A sudden lull passed over the mob. Some of them began whispering. As it became clear that Vek was not going to unblindfold or release the man, the whispering grew into muttering and then into raised shouts. Vek jerked away when he heard someone call out his name. “How could you do this?” the person yelled, fury in her voice. “You, of all people!”
Soon the crowd was shouting and screaming once more. This time, though, it was at him. Vek could feel the noise and fury assaulting him from every angle. Frightened, he turned so that he was half-facing the wall. He had enough presence of mind to keep his hand on the cuffs around his mark’s wrists, but that was it. The torrent of outrage was worse than any beating Vek had ever been given, worse than any disrespect he’d ever been shown at an elevator bay.
He didn’t know how long he stood there, silent, his head bowed, his face hidden as best as he could hide it. When he finally looked up, the throng had thinned out some, although there were still plenty of serfs hissing and booing. At the sight of one – a balding man with venom in his eyes – Vek jerked into action. He couldn’t force his way out of the crowd, but he could go back into the telegraph room and get away from everyone that way.

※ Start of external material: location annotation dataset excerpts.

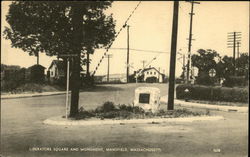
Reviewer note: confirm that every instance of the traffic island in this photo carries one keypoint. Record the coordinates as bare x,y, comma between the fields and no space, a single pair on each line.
109,113
95,121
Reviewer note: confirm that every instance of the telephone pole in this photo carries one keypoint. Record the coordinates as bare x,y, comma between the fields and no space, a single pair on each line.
183,67
108,56
190,38
233,39
143,63
128,53
173,57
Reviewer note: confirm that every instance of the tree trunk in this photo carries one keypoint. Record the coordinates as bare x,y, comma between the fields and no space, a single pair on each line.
76,46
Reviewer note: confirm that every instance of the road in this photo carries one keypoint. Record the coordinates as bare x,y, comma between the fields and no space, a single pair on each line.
23,132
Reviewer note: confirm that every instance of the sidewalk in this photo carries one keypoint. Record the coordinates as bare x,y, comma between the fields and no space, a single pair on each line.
26,95
163,99
206,106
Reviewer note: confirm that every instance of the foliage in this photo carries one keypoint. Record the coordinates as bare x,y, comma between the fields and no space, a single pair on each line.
232,81
130,112
44,26
11,77
198,92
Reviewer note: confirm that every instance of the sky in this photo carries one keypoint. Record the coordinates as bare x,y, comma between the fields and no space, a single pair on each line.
150,29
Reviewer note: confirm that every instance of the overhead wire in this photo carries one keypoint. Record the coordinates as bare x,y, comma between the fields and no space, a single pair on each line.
112,41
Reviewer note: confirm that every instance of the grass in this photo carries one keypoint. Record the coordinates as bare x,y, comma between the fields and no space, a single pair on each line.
110,111
224,103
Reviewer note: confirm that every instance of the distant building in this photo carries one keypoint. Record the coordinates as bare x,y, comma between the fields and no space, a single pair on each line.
56,71
151,75
115,78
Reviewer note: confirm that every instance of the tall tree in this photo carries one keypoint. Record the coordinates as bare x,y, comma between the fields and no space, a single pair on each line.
61,27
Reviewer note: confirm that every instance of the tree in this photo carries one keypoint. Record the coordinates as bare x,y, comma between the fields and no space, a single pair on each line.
242,64
204,61
61,27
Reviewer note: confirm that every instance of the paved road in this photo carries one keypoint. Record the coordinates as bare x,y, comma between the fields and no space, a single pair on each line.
22,130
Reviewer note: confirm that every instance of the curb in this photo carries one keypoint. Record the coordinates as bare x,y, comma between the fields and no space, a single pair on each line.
214,107
31,95
62,121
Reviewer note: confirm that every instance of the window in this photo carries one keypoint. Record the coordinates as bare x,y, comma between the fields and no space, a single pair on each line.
144,98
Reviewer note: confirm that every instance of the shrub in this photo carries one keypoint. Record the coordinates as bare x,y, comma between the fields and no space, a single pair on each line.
198,92
232,81
106,107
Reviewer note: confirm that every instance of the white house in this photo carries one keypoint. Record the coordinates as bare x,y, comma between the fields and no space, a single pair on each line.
115,78
151,75
56,70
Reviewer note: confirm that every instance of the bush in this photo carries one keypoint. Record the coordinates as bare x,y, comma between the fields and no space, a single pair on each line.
198,92
233,81
106,107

Letting go of his mark’s bonds, Vek instead tugged him forward by his arm, guiding him towards the door to the telegraph room. Thank the rock-god, Vek was able to push his way back in easily. It helped that his prisoner didn’t resist him; the sedation drugs Vek had requested of the clinic were working. Inside, the typists were all sitting at their desks, looking terrified. Vek didn’t want to waste time, he wanted to get out, so he ignored them and tugged his prisoner deeper into the room towards an ardish-specked door on the other side. Nobody had yet followed him into the telegraph room, but that didn’t mean they weren’t going to.
Vek led his mark through the door and down a hallway and out onto the serf staircase. It was only after he was standing on a tread getting rained on that he felt himself start to breathe again. He still couldn’t bring himself to look at anyone. Not at the serfs patrolling a few levels down, not at his prisoner, and definitely not at himself.
“Come on,” he mumbled. “It’s perfect – it’s going to be perfect.”